If you listened to the first episode of Wandering Nerve Radio, you know that I talk a lot about identity — and how wild it has been to experience life as I have, and find out who I am and what I am capable of on the other side of disease. For all these years since the Amsterdam clinical trial, I’ve spent my days getting my ‘story’ out there so that others can witness proof of life on the other side of disease — and now it’s time for me to stretch my soul more and find out what else I’ve got in there.
To wrap this up — I was recently listening to a Cody Jinks song called ‘Never Alone Always Lonely,’ and one of the lines in the chorus struck me — though I misheard the actual lyric.

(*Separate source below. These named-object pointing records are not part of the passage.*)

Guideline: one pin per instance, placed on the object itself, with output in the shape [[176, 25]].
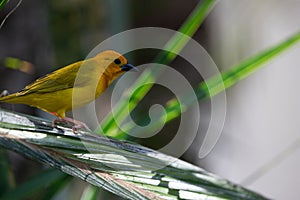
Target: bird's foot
[[69, 121]]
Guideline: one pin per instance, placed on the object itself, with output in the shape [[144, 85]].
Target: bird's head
[[115, 64]]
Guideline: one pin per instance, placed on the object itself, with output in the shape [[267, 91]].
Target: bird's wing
[[61, 79]]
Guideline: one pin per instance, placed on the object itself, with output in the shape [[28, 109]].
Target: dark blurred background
[[262, 112]]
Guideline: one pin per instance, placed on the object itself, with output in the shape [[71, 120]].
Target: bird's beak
[[128, 67]]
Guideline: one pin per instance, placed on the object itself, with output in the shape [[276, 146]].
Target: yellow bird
[[72, 86]]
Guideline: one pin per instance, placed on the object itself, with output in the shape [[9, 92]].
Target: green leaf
[[176, 44], [125, 169], [217, 84], [52, 178]]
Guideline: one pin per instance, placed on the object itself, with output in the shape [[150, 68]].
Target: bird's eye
[[117, 61]]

I heard, “I’m in the fast lane of a slow-moving dream.”
And I thought to myself:
Oh, hot damn, Cody Jinks — (the kind of name that silently demands to be said in full) — me, too.
Only thing is, when I looked up the lyrics, it’s actually: “On a fast train of a slow-moving dream.”
I can see why he chose ‘fast train’ — between touring and managing his music as the most successful independent country artist out there today, his life probably does feel like a fast train — trains run on tracks with set destinations, and though he may not know exactly how many stops his train may make and how many delays there may be, he knows what his hustle entails, how it feeds his creative soul, and what is required of him to allow his creativity to not only fuel his spirit, but also put bread on his table.
For now, I can’t say I’m on a fast train, because trains run on tracks with set destinations — instead, I am speeding in the fast lane of my slow-moving dream, trying to figure out where I want these wheels to take me next.
Where that is — Christ, your guess is as good as mine.
But what I do know is that wherever it is, I’m on my way.